A paixão do colecionador de livros é parecida com a do viajante. Toda biblioteca é uma viagem; todo livro é um passaporte sem data de validade.

Desde o começo da história literária houve aqueles que lutaram contra ela. Para Sócrates, se os livros passassem a armazenar nosso conhecimento, ele destruiria nossa capacidade de absorver aprendizados. Contra o ato de escrever, por acreditar que ele prejudicava a memória, Sócrates não deixou nenhuma obra. Tudo o que se sabe sobre seus pensamentos e ideias derivam da obra de Platão, seu discípulo, onde ele apresenta Sócrates como personagem principal em seus "Diálogos".

Mesmo com censores, com queimas, com ruínas de bibliotecas, os livros persistem, sempre se adaptando, sempre ganhando novos formatos. E ainda são combatidos e mal compreendidos, como o episódio com O avesso da pele, de Jeferson Tenório, não nos deixa mentir. Como pode um objeto feito para guardar e expandir o conhecimento seja visto como um inimigo das pessoas? Sinal de que para elas os livros só têm valor se corroborarem seus princípios.

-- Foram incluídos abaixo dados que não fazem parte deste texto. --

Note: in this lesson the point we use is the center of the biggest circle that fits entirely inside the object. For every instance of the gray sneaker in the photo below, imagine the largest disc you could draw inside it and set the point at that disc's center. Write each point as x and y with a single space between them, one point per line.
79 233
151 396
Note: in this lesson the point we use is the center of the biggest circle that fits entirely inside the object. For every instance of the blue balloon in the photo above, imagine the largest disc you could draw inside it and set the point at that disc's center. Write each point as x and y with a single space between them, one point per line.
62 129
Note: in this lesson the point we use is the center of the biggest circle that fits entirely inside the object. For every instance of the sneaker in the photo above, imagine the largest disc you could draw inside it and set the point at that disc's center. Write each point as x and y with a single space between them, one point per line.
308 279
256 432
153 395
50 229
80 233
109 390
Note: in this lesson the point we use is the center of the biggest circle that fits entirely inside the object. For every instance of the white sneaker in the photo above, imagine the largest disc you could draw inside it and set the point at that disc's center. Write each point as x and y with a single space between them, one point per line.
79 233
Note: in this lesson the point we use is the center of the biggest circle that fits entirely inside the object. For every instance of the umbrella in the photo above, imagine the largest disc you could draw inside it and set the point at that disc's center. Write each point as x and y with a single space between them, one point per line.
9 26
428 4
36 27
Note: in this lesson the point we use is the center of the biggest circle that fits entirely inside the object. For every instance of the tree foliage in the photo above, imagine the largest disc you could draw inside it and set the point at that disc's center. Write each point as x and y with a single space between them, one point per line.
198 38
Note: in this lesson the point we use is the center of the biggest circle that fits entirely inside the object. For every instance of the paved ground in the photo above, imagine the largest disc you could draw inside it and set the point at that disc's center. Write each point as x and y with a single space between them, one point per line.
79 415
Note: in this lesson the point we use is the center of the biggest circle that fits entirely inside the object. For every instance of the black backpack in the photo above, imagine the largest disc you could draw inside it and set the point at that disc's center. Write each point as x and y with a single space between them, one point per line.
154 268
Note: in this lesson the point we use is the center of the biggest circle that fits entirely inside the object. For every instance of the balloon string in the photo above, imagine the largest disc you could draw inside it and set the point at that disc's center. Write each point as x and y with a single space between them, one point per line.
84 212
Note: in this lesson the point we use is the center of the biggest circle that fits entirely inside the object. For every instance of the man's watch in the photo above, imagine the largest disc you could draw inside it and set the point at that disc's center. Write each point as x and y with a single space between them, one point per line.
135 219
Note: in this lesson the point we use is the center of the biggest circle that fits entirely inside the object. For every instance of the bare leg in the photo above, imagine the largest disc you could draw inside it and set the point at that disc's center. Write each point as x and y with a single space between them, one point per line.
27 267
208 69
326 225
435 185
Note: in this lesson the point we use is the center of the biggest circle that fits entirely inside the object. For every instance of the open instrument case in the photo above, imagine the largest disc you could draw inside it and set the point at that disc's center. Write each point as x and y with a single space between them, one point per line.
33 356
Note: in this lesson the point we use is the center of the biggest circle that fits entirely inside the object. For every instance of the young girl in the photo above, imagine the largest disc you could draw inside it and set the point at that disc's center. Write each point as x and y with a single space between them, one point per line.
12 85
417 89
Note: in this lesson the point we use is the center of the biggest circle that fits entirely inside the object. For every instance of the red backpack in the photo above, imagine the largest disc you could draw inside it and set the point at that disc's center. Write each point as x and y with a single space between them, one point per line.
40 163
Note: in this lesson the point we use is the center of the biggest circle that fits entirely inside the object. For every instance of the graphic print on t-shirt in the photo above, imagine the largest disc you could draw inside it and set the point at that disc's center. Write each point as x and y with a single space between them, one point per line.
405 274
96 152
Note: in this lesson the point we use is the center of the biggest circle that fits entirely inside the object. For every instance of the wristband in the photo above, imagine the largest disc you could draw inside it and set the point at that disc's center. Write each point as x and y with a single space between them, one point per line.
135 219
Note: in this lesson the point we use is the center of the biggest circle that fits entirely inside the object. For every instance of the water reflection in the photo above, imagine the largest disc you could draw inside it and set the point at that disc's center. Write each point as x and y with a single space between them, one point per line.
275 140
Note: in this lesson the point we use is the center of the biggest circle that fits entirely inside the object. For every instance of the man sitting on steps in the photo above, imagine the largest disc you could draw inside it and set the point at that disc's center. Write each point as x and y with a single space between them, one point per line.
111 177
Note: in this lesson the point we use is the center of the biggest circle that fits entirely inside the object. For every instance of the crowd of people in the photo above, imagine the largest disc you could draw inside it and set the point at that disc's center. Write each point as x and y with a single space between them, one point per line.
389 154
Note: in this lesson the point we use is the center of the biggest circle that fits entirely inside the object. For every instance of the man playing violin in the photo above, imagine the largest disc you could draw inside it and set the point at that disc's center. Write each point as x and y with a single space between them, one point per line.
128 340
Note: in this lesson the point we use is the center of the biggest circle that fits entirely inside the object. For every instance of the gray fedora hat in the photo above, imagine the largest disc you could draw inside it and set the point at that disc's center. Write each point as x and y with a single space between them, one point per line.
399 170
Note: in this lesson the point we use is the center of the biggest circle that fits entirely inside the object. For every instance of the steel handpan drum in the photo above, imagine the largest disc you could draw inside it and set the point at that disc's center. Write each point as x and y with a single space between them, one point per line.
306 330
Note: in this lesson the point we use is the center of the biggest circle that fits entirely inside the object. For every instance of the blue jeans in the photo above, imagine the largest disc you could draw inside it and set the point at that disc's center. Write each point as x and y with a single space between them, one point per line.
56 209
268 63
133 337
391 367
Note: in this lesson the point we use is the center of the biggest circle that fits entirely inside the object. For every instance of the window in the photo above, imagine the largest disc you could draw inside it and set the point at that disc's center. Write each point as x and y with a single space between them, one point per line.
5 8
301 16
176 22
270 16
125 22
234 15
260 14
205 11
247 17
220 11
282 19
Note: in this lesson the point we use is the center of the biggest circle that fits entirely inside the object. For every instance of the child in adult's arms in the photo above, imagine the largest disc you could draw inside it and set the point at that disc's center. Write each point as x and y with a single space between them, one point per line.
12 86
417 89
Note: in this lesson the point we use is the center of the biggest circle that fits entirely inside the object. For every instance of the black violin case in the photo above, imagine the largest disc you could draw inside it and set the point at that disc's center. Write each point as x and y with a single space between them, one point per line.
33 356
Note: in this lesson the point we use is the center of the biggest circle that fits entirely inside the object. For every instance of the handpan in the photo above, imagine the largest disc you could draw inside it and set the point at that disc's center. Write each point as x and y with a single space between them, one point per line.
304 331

Vallejo nos conta como foram as primeiras bibliotecas e como elas seriam diferentes, ainda que muito próximas de nós quanto a sua função. É possível sentir o calçamento sob os pés, o cheiro do papiro enrolado, é possível ouvir o burburinho de quem consultava uma obra, desenrolando um papiro para ler seu conteúdo. Eu nunca havia parado para pensar sobre como era a experiência de ler um longo papiro. A autora nos leva por corredores de memórias e relatos pessoais para contar como o livro chegou ao que é hoje e as transformações históricas que testemunhou.

A narrativa da autora é muito fluída e gostosa, ainda que não siga exatamente uma ordem linear. Vallejo vai e volta várias vezes no tempo conforme expões suas observações. Admito que, em alguns momentos, a leitura empacava quando Vallejo discorria sobre suas experiências em Florença ou algum outro lugar. Porém, não deixei de ler, porque precisava saber mais sobre os livros e como surgiram. Você não consegue parar a leitura.

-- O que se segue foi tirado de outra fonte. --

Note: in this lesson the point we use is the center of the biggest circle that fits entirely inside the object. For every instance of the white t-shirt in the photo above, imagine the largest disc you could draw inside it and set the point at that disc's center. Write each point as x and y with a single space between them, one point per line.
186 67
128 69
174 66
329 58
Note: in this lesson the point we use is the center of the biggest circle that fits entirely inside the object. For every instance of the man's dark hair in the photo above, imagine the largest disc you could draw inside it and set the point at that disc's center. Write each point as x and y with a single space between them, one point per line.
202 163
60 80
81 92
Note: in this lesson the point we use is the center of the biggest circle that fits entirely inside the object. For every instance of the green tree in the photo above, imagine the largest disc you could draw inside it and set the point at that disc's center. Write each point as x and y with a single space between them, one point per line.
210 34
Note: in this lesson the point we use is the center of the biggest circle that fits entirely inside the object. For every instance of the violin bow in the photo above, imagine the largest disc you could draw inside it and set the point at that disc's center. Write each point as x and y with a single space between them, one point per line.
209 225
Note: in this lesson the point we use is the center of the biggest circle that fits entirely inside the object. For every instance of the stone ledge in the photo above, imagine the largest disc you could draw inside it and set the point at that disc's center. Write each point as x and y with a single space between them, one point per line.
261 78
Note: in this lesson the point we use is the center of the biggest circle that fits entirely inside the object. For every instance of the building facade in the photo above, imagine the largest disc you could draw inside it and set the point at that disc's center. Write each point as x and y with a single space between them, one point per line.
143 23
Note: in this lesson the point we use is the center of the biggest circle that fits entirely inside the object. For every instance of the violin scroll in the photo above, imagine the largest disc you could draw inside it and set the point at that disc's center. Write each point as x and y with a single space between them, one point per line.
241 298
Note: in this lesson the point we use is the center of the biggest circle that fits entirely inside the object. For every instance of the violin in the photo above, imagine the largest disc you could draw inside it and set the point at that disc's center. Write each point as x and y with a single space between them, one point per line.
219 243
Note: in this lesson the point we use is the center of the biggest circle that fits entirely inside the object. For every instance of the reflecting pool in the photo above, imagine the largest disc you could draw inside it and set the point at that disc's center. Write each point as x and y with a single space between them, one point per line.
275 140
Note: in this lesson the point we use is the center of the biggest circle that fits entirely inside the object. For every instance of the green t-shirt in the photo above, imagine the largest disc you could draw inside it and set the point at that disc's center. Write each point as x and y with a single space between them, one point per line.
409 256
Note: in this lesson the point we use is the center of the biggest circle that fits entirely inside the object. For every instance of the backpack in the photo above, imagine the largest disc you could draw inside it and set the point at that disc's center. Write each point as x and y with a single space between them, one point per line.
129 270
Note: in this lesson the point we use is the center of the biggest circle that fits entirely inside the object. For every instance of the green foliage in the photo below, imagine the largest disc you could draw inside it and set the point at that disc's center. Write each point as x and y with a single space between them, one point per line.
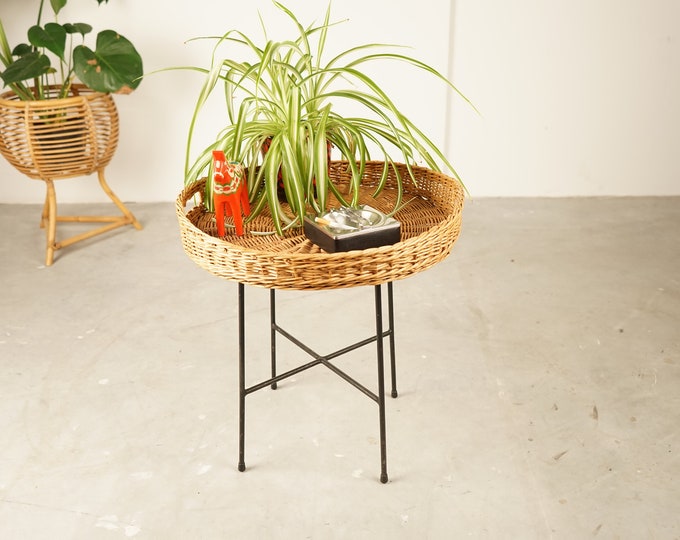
114 65
290 96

O livro vem em papel pólen natural e capa comum. Está bem revisado e diagramado, com uma ótima tradução de Ari Roitman e Paulina Wacht. Apenas senti falta de imagens, ainda que fossem em preto e branco, para ilustrar a leitura.

Obra e realidade
Com dois livros de ficção publicados, Vallejo encontrou problemas para publicar este aqui. Era considerado um tema "desinteressante" e sua editora de costume recusou a publicação. Considerando este seu livro menos comercial, a própria autora achou que ninguém gostaria de ler um livro sobre a história do livro. Porém, uma editora apostou na ideia e o livro se tornou um hit instantâneo, vendo mais de 700 mil cópias na Espanha, com tradução em mais de 30 países.

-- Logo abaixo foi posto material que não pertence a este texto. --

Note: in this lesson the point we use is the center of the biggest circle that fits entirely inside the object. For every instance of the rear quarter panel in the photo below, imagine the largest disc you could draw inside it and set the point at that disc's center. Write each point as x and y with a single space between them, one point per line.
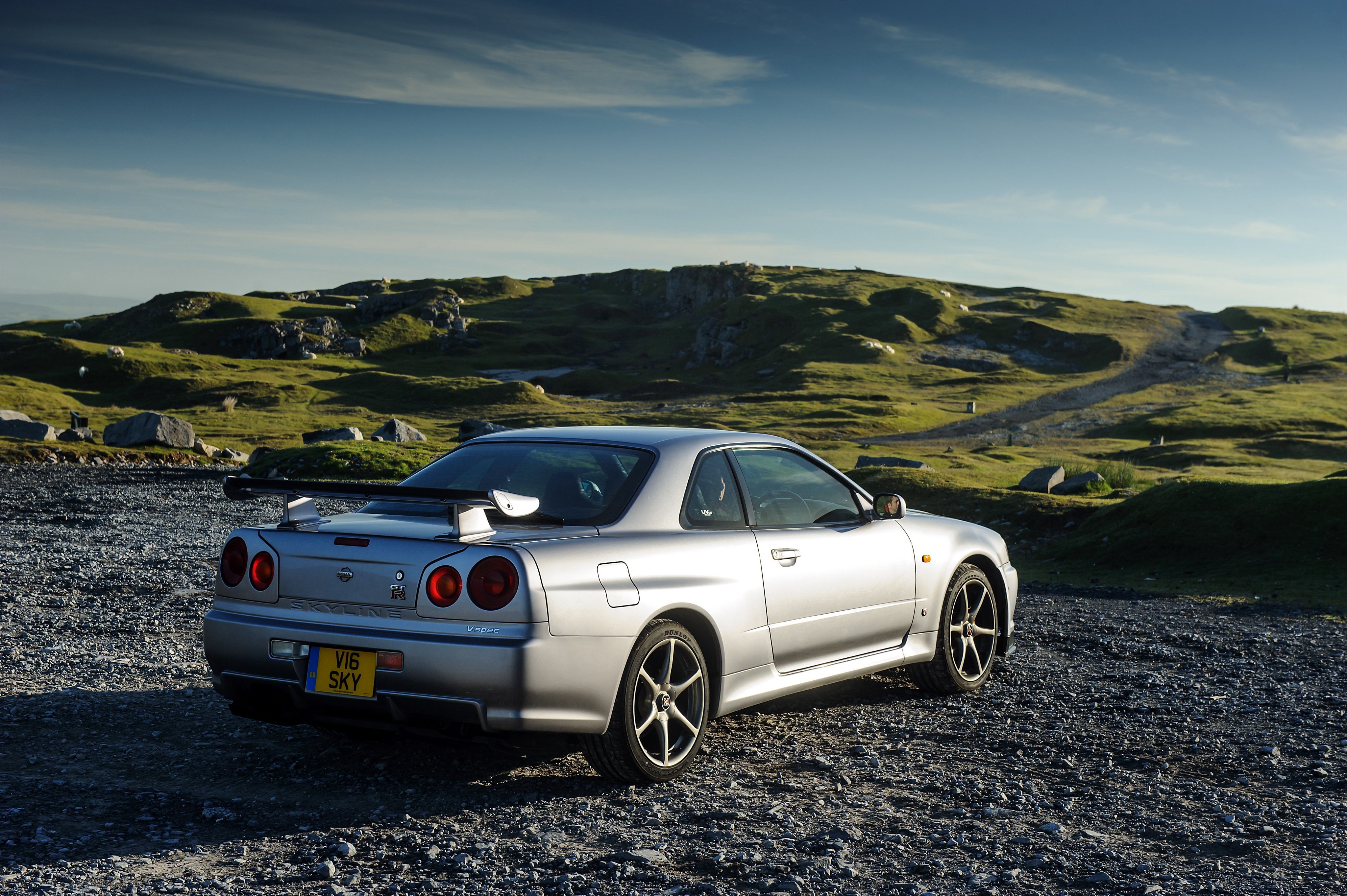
714 574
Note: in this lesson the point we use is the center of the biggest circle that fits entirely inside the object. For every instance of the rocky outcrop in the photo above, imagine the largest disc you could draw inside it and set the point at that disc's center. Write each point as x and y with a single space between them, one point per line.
290 338
446 314
965 358
150 428
628 282
1043 480
30 430
1077 483
717 342
692 287
371 309
341 434
472 428
397 431
357 288
864 460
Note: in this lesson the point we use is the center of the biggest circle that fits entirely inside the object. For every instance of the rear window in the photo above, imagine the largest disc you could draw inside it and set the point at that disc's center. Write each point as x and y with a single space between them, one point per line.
574 485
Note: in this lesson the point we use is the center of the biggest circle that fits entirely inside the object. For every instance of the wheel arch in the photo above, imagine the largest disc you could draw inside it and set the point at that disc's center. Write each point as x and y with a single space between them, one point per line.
999 587
709 640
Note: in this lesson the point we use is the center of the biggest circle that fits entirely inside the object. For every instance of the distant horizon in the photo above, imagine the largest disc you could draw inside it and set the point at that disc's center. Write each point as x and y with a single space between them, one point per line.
1172 154
89 305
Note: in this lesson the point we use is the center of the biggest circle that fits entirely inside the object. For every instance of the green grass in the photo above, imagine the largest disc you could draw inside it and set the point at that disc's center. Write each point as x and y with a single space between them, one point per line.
1215 537
803 372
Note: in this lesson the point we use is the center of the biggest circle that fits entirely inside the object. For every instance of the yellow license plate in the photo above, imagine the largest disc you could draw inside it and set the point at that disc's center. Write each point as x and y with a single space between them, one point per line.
334 671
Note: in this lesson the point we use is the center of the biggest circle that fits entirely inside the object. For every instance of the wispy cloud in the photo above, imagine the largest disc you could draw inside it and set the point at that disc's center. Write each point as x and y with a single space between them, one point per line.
484 57
1186 176
1330 145
917 46
135 181
1124 132
1048 205
994 76
1218 92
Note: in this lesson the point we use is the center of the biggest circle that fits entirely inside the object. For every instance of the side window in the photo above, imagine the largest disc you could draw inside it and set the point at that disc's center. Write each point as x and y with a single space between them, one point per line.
713 502
789 490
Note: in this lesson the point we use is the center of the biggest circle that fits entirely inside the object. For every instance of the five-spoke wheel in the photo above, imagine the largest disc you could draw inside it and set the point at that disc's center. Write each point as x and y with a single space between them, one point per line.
662 710
966 642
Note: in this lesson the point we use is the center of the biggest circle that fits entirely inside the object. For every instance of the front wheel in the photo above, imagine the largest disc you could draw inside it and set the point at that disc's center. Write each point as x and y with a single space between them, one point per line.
966 642
662 711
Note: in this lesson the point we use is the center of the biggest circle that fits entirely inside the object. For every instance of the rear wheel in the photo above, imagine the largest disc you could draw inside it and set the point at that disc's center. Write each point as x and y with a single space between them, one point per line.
662 711
966 641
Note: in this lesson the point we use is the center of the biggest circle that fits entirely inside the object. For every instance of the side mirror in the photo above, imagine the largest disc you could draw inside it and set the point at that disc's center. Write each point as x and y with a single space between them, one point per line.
890 507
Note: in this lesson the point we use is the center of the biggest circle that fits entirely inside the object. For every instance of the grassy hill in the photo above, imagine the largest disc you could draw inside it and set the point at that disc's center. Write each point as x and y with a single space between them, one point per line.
830 358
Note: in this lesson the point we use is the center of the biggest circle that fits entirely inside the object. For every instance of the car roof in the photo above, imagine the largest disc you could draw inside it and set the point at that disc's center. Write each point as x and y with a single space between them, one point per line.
638 436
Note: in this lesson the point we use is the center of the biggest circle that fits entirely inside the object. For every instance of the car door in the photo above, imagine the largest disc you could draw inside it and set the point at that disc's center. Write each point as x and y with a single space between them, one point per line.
837 583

A obra é a representação dessa grande aventura coletiva protagonizada por milhares de pessoas que, ao longo dos séculos, protegeram e tornaram o livro possível, enfrentando provações e censuras, queimas e perdas. Pessoas comuns cujos nomes estão perdidos na história, mas que desempenharam funções e iniciativas fundamentais, no decorrer dos séculos, para resguardar essas fontes de memória e contribuíram para espalhar ideias e conhecimento.

(...) os habitantes do mundo antigo pensavam que as inovações tendiam a trazer mais degeneração do que progresso. (...) todos os grandes avanços - a escrita, a imprensa, a internet... - tiveram que enfrentar caluniadores apocalípticos.

Irene Vallejo

Irene Vallejo Moreu é uma filósofa e escritora espanhola.

PONTOS POSITIVOS
Livros
Narrativa amigável
Muita informações e fatos históricos
PONTOS NEGATIVOS

Preço
Não tem imagens

Título: O infinito em um junco
Título original em espanhol: El infinito en un junco
Autora: Irene Vallejo
Tradutores: Ari Roitman e Paulina Wacht
Editora: Intrínseca
Ano: 2022
Páginas: 496
Onde comprar: na Amazon!

Avaliação do MS?
Este não é um livro para você ler com pressa. É uma daquelas obras que você quer ter na cabeceira para ler de vez em quando, relembrar alguma coisa, matar uma curiosidade aleatória. É um livro que reitera a importância da ficção em nossas vidas e, quem sabe, na própria civilização. Quatro aliens para o livro e uma forte recomendação para você ler também!